La televisión de su recámara lleva meses de estar apagada. No es que no funcione, es que a mi abuela ya no le interesa verla. Pese a haber pasado tardes enteras viendo telenovelas o películas mexicanas de ínfima calidad en el Canal de las estrellas o en el extinto Galavisión (cine de los Almada, de Antonio Aguilar, Vicente Fernández –La ley del monte, su preferida– pero nunca de Cantinflas o Tintán, porque le caían gordos) ahora su entretenimiento es ver pasar gente por la calle, entretenimiento que ha sido fuertemente diluido por la epidemia del Coronavirus.

Ante la llegada del Covid-19 y luego del anuncio de la etapa uno de la epidemia en el estado, prohibieron las visitas en el asilo hasta nuevo aviso.
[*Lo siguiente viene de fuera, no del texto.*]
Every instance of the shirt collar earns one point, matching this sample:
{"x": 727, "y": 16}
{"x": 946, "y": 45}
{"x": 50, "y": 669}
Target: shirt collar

Los viejos pueden salir a la cochera, pero pusieron cintas de “precaución” a dos metros de la reja para evitar contagios. Puede uno llevarles cosas (comida, su medicamento, o lo que les haga falta), pero no puede uno ingresar al lugar: se dejan por la reja, alguien las recoge con la debida distancia y firman de recibido, en caso de que sea algo de importancia.

Mientras tanto, nosotros estamos medio recluidos en la casa, acatando lo mejor posible eso del distanciamiento social, al tiempo que esperamos que esta epidemia pase, que no golpee fuerte al asilo y que el virus no se lleve a mi abuela. Porque queremos volver a verla viva, aunque ya no nos recuerde.